The noise figure including the noise due to beating of signal and spontaneous emission is \(F_\mathrm{ASE,shot} =\frac{\mathrm{SNR} _\mathrm{in}}{\mathrm{SNR}_\mathrm{out}}\), where ideally the detector is limited by shot noise only, and \(\text{SNR}\) is the signal-to-noise-ratio. Shot noise is neglected here but is required to derive the noise power of the amplifier, as otherwise the input SNR is infinitely large. Hence, for the input SNR, it follows [A2012] that \(\mathrm{SNR}_\mathrm{in}=\frac{P}{2hf_cW}\), where \(h\) denotes Planck’s constant, \(P\) is the signal power, and \(W\) the considered bandwidth. The output SNR is decreased by ASE noise induced by the amplification. Note that shot noise is applied after the amplifier and is hence not amplified.
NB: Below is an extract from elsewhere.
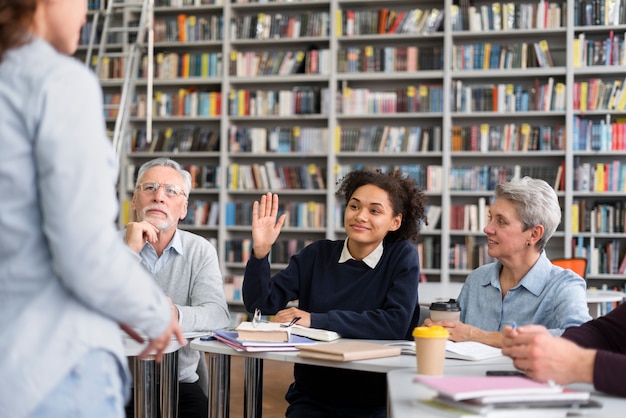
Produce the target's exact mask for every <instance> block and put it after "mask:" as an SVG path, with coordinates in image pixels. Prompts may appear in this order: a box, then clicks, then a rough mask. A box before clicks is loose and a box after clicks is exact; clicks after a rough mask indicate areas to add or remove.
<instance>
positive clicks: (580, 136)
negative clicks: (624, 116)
mask: <svg viewBox="0 0 626 418" xmlns="http://www.w3.org/2000/svg"><path fill="white" fill-rule="evenodd" d="M572 137H573V140H572V149H573V150H574V151H624V150H626V120H623V121H622V120H621V119H618V120H616V121H614V122H611V118H610V117H605V118H603V119H585V118H581V117H579V116H574V125H573V135H572Z"/></svg>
It results that \(\mathrm{SNR}_\mathrm{out}=\frac{GP}{\left (4\rho_\mathrm{ASE}+2hf_c\right)W}\), where \(G\) is the parametrized gain. Hence, one can write the former equation as \(F_\mathrm{ASE,shot} = 2 n_\mathrm{sp} \left(1-G^{-1}\right) + G^{-1}\). Dropping shot noise again results in \(F = 2 n_\mathrm{sp} \left(1-G^ {-1}\right)=2 n_\mathrm{sp} \frac{G-1}{G}\).
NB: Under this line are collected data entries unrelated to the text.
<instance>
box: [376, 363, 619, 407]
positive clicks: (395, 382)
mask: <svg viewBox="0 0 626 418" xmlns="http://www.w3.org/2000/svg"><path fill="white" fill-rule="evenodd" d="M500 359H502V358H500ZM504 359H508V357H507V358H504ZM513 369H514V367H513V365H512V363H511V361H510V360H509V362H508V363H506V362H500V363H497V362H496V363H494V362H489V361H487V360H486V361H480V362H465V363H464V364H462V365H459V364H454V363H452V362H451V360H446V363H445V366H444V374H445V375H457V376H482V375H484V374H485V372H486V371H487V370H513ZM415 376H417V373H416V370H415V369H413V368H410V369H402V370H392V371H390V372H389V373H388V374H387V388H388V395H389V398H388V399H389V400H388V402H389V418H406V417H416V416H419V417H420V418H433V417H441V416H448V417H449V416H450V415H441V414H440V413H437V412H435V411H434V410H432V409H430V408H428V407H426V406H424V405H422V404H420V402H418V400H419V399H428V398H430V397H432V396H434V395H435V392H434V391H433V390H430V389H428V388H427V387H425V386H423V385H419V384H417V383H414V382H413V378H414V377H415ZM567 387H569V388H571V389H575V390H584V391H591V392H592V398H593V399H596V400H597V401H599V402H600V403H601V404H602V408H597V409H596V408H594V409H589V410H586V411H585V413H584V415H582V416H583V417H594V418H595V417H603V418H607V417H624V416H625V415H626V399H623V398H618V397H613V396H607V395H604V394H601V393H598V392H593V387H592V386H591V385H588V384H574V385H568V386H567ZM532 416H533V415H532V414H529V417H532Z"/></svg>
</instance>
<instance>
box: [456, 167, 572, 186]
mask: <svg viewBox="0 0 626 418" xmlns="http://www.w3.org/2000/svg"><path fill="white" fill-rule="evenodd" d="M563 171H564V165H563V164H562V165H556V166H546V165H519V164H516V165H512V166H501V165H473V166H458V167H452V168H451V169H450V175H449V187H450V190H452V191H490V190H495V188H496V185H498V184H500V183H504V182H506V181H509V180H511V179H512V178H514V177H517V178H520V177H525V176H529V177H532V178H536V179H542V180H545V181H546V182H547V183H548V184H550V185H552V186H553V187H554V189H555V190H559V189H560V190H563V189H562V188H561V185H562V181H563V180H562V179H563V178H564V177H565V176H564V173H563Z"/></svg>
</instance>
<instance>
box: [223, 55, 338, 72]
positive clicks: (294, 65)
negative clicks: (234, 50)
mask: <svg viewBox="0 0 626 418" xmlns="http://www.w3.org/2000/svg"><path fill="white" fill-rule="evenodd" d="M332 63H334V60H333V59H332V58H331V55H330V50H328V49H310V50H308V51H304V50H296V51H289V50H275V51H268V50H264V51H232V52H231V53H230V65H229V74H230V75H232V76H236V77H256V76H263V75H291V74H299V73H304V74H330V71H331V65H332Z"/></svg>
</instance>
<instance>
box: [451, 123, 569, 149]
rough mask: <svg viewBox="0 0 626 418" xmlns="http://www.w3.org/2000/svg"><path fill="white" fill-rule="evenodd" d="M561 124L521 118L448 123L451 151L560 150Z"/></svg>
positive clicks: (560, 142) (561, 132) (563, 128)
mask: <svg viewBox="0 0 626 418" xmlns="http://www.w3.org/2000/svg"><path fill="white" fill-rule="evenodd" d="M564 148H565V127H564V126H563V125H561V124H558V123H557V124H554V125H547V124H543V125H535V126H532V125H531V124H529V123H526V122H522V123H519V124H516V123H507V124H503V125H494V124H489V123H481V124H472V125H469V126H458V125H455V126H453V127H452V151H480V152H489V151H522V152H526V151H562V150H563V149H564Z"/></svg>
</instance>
For a transparent link, e.g., the required gain per span is \(G = \exp\left(\alpha \ell \right)\). The spontaneous emission factor is \(n_\mathrm{sp}=\frac{F} {2}\frac{G}{G-1}\). According to [A2012] and [EKWFG2010] combined with [BGT2000] and [GD1991], the noise power spectral density of the EDFA per state of polarization is obtained as \(\rho_\mathrm{ASE}^{(1)} = n_\mathrm{sp}\left (G-1\right) h f_c=\frac{1}{2}G F h f_c\). At simulation frequency \(f_\mathrm{sim}\), the noise has a power of \(P_\mathrm{ASE}^{(1)}=\sigma_\mathrm{n,ASE}^2=2\rho_\mathrm{ASE}^{(1)} \cdot f_\mathrm{sim}\), where the factor \(2\) accounts for the unpolarized noise (for dual polarization the factor is \(1\) per polarization). Here, the notation \(()^{(1)}\) means that this is the noise introduced by a single EDFA.

Parameters:

• g (float) – Amplifier gain (linear domain). Defaults to 4.0.

• f (float) – Noise figure (linear domain). Defaults to 7.0.

• f_c (float) – Carrier frequency \(f_\mathrm{c}\) in \((\text{Hz})\). Defaults to 193.55e12.

• dt (float) – Time step \(\Delta_t\) in \((\text{s})\). Defaults to 1e-12.

• with_dual_polarization (bool) – If True, considers axis [-2] as x- and y-polarization and applies the noise per polarization. Defaults to False.

• precision (str | None) – Precision used for internal calculations and outputs. If set to None, precision is used.

• device (str | None) – Device for computation. If None, device is used.

Inputs:

x – Tensor, torch.complex. Optical input signal.

Outputs:

y – Tensor (same shape as x), torch.complex. Amplifier output.

Examples

import torch
from sionna.phy.channel.optical import EDFA

edfa = EDFA(
    g=4.0,
    f=2.0,
    f_c=193.55e12,
    dt=1.0e-12,
    with_dual_polarization=False)

# x is the optical input signal
x = torch.randn(10, 100, dtype=torch.complex64)
y = edfa(x)
print(y.shape)
# torch.Size([10, 100])